RITTER:  Having said that, I do think, while you have to view it broadly, we had a variety… I was part of the debates around gun laws after Columbine. There are a variety of measures that had been passed, that were going to be signed at the NRA convention 10 days after Columbine, those were withdrawn, really by the gun lobby and the sponsors. But most of them had become law within a couple years. Now, there was a state law that preempted municipalities from doing anything more restrictive. So you couldn’t pass something that was already in place at the state level. An assault weapons ban in Denver went away. It had been found constitutional by the Colorado Springs Court and it’s an example—I –.  See, Josh, I agree with you, it can’t happen with the stroke of a pen end this debate gets into this series of false choices that you are either going to solve it or not by doing it or not doing it, and the question is, “Is it’s an appropriate public policy that might actually make it more difficult?  Are mental health background checks something that would [make us] be better off? When I was governor, I had a person shot and killed outside the governor’s office who was definitely a mental health — he was suffering from a mental disease. He was denied the purchase of a firearm in Fort Collins, but he bought one either that day or a day later in Arvada. And there was no background test on mental health. So, should we haveat least this discussion and not pretend we are going to prevent for all time another overshooting, but is it an appropriate public policy choice to look at this intersection between mental health and firearms and say, “Can we do more or do it better?”
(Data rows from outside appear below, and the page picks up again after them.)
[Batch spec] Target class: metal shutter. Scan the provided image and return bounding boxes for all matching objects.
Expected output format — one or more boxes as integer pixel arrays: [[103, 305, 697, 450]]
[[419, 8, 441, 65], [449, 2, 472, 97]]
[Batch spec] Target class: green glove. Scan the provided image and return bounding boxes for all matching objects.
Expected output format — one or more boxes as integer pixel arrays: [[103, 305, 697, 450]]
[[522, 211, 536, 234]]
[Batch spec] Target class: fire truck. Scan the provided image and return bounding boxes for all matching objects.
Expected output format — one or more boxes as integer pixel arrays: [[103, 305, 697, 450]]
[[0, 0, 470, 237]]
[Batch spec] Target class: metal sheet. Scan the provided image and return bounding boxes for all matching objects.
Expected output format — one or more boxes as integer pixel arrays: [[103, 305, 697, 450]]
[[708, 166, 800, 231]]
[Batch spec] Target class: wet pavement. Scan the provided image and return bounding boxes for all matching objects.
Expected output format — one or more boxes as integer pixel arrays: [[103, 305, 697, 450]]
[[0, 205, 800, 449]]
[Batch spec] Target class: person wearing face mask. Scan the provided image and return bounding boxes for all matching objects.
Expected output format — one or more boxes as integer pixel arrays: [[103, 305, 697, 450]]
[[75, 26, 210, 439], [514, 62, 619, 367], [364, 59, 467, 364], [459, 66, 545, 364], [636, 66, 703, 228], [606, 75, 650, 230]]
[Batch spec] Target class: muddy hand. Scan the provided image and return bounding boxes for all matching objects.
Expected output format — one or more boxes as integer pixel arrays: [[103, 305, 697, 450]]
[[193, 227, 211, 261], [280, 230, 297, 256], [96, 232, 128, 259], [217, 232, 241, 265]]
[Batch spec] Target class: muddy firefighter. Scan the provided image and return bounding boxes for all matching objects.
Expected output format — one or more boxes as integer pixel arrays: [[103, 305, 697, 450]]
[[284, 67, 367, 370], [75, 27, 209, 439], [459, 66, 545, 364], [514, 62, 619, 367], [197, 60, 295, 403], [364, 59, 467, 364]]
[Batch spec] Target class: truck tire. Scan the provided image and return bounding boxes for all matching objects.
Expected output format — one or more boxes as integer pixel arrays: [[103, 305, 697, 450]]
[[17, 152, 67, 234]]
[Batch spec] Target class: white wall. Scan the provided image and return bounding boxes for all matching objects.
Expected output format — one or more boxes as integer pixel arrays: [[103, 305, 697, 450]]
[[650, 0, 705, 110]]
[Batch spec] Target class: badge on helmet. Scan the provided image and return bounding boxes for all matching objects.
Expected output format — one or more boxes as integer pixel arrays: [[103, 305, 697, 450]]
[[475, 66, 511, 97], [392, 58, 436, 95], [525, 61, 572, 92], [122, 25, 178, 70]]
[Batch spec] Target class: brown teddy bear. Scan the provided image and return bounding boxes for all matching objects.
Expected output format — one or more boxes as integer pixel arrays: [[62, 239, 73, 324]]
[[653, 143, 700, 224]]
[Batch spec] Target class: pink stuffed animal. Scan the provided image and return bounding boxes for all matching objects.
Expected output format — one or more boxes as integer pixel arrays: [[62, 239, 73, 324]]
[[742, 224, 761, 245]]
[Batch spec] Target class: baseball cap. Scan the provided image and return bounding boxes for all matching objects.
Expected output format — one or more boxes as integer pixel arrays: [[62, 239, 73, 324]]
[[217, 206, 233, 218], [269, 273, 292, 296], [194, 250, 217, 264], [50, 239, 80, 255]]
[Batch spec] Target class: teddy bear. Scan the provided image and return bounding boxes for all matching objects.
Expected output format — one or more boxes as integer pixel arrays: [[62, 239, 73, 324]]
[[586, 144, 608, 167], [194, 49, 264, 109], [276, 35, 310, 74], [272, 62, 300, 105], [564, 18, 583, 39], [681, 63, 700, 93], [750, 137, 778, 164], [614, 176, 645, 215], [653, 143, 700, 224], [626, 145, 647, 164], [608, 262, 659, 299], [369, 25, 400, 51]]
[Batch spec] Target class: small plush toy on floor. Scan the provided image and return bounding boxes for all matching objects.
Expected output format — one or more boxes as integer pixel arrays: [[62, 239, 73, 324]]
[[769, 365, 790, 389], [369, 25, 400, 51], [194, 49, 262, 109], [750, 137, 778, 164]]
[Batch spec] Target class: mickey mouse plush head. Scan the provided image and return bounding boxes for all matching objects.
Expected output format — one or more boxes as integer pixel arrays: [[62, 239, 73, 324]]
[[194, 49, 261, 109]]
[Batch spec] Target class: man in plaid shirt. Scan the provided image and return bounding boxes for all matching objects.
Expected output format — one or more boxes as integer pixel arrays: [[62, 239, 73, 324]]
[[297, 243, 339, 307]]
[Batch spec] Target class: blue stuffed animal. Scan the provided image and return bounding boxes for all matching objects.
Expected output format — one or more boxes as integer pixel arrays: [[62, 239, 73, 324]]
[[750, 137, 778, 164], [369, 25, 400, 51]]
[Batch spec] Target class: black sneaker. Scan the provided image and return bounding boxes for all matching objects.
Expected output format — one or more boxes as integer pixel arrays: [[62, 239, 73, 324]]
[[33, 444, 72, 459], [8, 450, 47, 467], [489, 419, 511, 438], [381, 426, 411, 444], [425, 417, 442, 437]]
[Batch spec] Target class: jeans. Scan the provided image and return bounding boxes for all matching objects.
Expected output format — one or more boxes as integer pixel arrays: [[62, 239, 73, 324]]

PRICE:  Let me take a … add to that a little.  Jordan Marsh who is the grandmother of Sandra Marsh,  who works in our development department, was in theater nine the day of the shooting. And I asked her for some thoughts about it. And I thought she had a great take. I mean, Josh, it’s not so unlike what you say. She says, ” I believe some people have guns in their homes for protection.  I don’t think there should be any new laws passed that would take their feelings of safety in their own homes away. I do believe that there should be gun restrictions, meaning that there should be certain guns that absolutely no one should be able to get a hold of except the people in the Army who are trained to use them. I believe that all strictly military weapons should be kept that way. Josh, are there lines?   Are there places … we’ve seen Antonin Scalia for example, talk about, “Well, maybe there are lines.”  As you think about this, as we all think about this together, where are the lines, if any, at this point – in terms of gun control?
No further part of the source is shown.